# Spec House - One color all the way through?



## williefb (Feb 5, 2007)

We are building nice spec houses, (all brick, hardwood, tile, etc.) 

Do you reccomend changing the interior color or keeping it consistent all the way through. I have always figured that most ladies would change the color anyway and anything that I painted differently would be wrong.

Your thoughts?


----------



## Humble Abode (Mar 19, 2005)

williefb said:


> ...most ladies would change the color anyway and anything that I painted differently would be wrong.
> 
> Your thoughts?


I agree.


----------



## KENNEDY (Dec 8, 2005)

I think having ceilings and trim white and a color on the walls makes it look alot nicer than having everything the same color. A friend of mine that deals with rentals and specs says the properties move quicker that way than if everything is Antique White.


----------



## Blackbird (Feb 6, 2007)

Our designers have two schools of thought.
1) all white, the potential buyer will see and easy opportunity to make it their own. "This place is nice, but once we repaint it will be even better".
2) Use some accents to make it more appealing right off the bat. 
I think it depends on the price range and type of client/buyer you are trying to attract. It's really good if you can sell before you have to pick tile, carpet and paint.


----------



## Workaholic (Feb 3, 2007)

What has become common around here in the south.
Main wall color 
White trim sometimes an off white.but lets say white trim.
celings 1/4 of the main wall.


----------



## donb1959 (Dec 9, 2004)

Generally all the new work Ive done in the past has been antquie white walls, shell white trim. Where do you build at?


----------



## BMAN (Aug 21, 2006)

Up here (Rochester, NY) its Extra white ceiling and trim, and light tans, beiges for walls with occasional dark accent walls. In kitchens sage greens are popular in the upscale homes too. I think you can get away colors if they are monotone.


----------



## thom (Nov 3, 2006)

I build specs. Trim is bright white (including doors) and walls/ceilings are a beige. Looks nice, clean, crisp.


----------



## ruskent (Jun 20, 2005)

Here in NJ, the cheap builders will spray the entire house all one color. Trim, walls, celian all one color :blink: :blink:


----------



## ACTRenovator (Jan 1, 2007)

Internally we have used a white/cream colour on the walls and ceiling straight through entire home. We don't have cornice, we have it square set. This is nice clean and simple. We also have little timber trim, all square set around doors and windows. Looks very nice. Later the people as you all say, paint it differently. So I would not worry, as long as it is neat tidy and a super paint job. (no furry walls)


----------



## camaroman2125 (Apr 13, 2006)

Thats what we do with our homes. Antique white for walls and ceilings and stained trim and casing. 75% of the specs we've built the new homeowner hires me to come back in and put whatever colors they want on the walls. Seems here that is the way people like it.


----------



## williefb (Feb 5, 2007)

donb1959 said:


> Generally all the new work Ive done in the past has been antquie white walls, shell white trim. Where do you build at?


 
Middle Tennessee. We are using antique white with gloss white trim. It gives a good neutral look with a lot of options for furniture color etc. Plus it looks a bit better than just a plain white.


----------



## DPainting (Nov 1, 2005)

Ready Mixed Flat white ceilings
Navajo white for walls
Ready mixed white semi-gloss for trims

Thats been the basis from one of the contractors I work for.


----------



## Brushslingers (Jul 28, 2006)

Almost all here are white ceilings/trim/doors, tan or some shade thereof that matches the exterior on walls. Couple few are still white/white specs. Higher end custom are multi-colored and mostly sold before painting, pretty sure they are giving an allowance for custom paint.


----------



## Jonesey (Jul 7, 2006)

Here in OK it's one color throughout in spec homes under 2000 sf, choice of 12 stock colors. Stained pine base and case with oak veneer doors. Cabinets are usually built on site, but some prefab. 

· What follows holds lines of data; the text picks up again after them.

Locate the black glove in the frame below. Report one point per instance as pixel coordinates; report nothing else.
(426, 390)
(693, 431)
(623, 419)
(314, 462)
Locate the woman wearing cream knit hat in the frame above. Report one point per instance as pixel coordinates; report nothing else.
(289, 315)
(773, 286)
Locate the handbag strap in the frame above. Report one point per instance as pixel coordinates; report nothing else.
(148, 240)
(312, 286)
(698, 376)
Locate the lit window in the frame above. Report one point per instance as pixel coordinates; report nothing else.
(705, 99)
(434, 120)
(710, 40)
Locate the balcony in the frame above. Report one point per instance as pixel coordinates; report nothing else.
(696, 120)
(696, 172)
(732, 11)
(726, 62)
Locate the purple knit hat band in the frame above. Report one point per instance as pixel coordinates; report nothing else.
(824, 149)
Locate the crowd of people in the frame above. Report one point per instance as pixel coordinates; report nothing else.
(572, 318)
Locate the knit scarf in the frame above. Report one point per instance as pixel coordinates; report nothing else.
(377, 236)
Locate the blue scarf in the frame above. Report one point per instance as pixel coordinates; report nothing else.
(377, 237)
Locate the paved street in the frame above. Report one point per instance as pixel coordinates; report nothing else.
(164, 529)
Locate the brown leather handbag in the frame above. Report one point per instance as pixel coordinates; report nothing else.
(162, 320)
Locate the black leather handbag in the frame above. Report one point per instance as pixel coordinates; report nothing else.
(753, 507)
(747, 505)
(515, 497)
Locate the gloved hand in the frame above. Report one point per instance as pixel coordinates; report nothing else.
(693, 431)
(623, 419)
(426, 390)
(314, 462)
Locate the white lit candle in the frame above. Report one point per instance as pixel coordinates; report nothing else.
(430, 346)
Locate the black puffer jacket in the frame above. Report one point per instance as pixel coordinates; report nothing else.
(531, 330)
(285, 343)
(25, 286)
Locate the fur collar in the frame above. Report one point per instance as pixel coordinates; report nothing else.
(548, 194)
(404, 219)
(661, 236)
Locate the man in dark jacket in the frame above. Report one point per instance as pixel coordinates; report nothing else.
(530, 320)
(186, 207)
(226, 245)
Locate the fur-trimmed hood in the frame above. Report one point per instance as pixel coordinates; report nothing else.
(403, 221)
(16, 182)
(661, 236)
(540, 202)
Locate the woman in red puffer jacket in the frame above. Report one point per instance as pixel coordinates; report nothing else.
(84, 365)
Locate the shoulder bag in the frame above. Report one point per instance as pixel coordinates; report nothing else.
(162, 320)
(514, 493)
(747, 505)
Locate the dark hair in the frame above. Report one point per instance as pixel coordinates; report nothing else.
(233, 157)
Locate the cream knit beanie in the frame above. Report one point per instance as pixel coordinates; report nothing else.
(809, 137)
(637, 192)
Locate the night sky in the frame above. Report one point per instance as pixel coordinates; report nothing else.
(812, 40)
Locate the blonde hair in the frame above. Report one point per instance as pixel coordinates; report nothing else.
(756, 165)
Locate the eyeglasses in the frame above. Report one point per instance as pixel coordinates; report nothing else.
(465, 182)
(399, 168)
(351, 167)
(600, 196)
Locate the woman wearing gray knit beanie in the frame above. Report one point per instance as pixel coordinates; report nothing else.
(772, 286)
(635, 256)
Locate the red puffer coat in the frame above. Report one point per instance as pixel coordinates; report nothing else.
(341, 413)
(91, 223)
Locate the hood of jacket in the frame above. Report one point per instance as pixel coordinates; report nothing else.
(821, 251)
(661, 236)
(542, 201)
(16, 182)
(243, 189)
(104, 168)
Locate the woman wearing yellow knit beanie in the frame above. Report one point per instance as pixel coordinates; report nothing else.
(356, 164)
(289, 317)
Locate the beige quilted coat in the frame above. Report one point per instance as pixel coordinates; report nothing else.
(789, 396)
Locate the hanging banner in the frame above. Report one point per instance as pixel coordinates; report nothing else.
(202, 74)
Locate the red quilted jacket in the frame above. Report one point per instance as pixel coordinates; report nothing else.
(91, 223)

Above 2000 sf specs are a little different. Usually we do one color in common areas, master suite one color and bedrooms one color. Cabinets usually stain, then white woodwork throughout the rest. Some builders have decorators they work with, some don't. Really depends upon your price point. What usually happens in the mid to upper level specs is they turn into a cutom right before or during paint. (This is a big PITA by the way). Great for the builder though. 

Nevertheless, I wouldn't do white on walls and ceiling. Taupe or a tan is in vogue now, and from my experience most people don't want to paint right away. Ben Moore Bone White is a good choice for walls and ceiling. White woodwork I'd do slightly offwhite like SW Snowbound white. In the end if it's attractive to you, it's going to be attractive to somebody else too, unless you just have really bad taste.

You may want to consult a decorator on your Model, and use those colors throughout. This is usually pretty cheap compared to making bad mistakes. Consider it an investment that pays in the long run.


----------